Progressivement certains secteurs jusque-là interdits d’antenne peuvent annoncer à la télévision. La dernière grande évolution en date fut le 1er janvier 2007 avec la possibilité pour la grande distribution de faire de la publicité télévisuelle. L’interdiction de certains secteurs s’expliquent pour des raisons de santé publique (le tabac ou l’alcool) tandis que pour d’autres il s’agit de ne pas léser d’autres types de supports médiatiques (comme la presse régionale) ayant besoin également de cette manne.

©FR3/DR

TF1 est privatisée en 1987 et créée ainsi sa propre régie « Tf1 publicité ». La RFP ne s’occupe plus alors que d’Antenne 2 et FR3 qui progressivement mettront en place également leurs propres structures. La RFP finira par être liquidée au début des années 90.

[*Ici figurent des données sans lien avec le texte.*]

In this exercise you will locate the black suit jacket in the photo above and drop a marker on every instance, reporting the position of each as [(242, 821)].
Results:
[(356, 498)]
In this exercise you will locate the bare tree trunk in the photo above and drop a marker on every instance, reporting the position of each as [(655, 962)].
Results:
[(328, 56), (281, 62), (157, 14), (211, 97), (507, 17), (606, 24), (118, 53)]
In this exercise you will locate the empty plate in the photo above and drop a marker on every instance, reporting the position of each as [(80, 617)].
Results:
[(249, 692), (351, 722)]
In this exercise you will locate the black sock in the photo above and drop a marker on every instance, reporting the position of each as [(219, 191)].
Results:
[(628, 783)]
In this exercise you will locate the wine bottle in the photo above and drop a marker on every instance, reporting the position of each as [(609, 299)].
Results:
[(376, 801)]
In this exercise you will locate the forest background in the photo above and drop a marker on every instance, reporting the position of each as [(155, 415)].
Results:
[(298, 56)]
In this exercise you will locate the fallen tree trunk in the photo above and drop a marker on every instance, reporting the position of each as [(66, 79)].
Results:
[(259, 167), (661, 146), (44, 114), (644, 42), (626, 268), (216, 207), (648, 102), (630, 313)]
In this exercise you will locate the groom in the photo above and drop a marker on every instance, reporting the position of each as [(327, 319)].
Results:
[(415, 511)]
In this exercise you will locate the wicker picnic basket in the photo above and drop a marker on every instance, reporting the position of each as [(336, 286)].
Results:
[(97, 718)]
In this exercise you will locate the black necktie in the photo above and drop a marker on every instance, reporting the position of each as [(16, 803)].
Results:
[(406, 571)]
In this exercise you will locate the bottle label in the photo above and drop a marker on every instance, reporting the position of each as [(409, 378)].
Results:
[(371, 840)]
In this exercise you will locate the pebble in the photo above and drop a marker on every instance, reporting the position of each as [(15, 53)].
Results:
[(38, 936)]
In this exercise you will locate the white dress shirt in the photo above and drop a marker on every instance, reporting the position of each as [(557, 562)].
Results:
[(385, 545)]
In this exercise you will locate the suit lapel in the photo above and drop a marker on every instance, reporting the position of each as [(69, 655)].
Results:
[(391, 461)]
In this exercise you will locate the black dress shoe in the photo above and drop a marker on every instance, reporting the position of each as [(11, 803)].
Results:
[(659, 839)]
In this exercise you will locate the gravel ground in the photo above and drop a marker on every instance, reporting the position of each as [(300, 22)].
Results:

La publicité restera le nerf de la guerre de la plupart des chaînes de télévision et malheur à celle qui n’aura pas l’audience conséquente pour attirer les annonceurs. La 5 en fera d’ailleurs les frais.
Toutefois comment considérer cette course à l’audience pour des chaînes publiques qui perçoivent par ailleurs la redevance audiovisuelle ? C’est ainsi que depuis 1er janvier 2007 le groupe France télévisions renoue avec ce qu’était l’ORTF. Ainsi la publicité de marque n’est plus autorisée à partir de 20h à 6h mais par contre rien n’empêche la communication de messages promotionnelles généralistes à l’image de ce que furent les « émissions compensées ». Le projet d’origine était de supprimer complètement la publicité de marques mais pour le moment il semble que la question soit en suspend.
Deux autres chaînes publiques ont par contre toujours fonctionné sans publicité : Arte et La Chaîne parlementaire permettant ainsi sans doute une contre-programmation que ne pourrait se permettre une chaîne gratuite privée.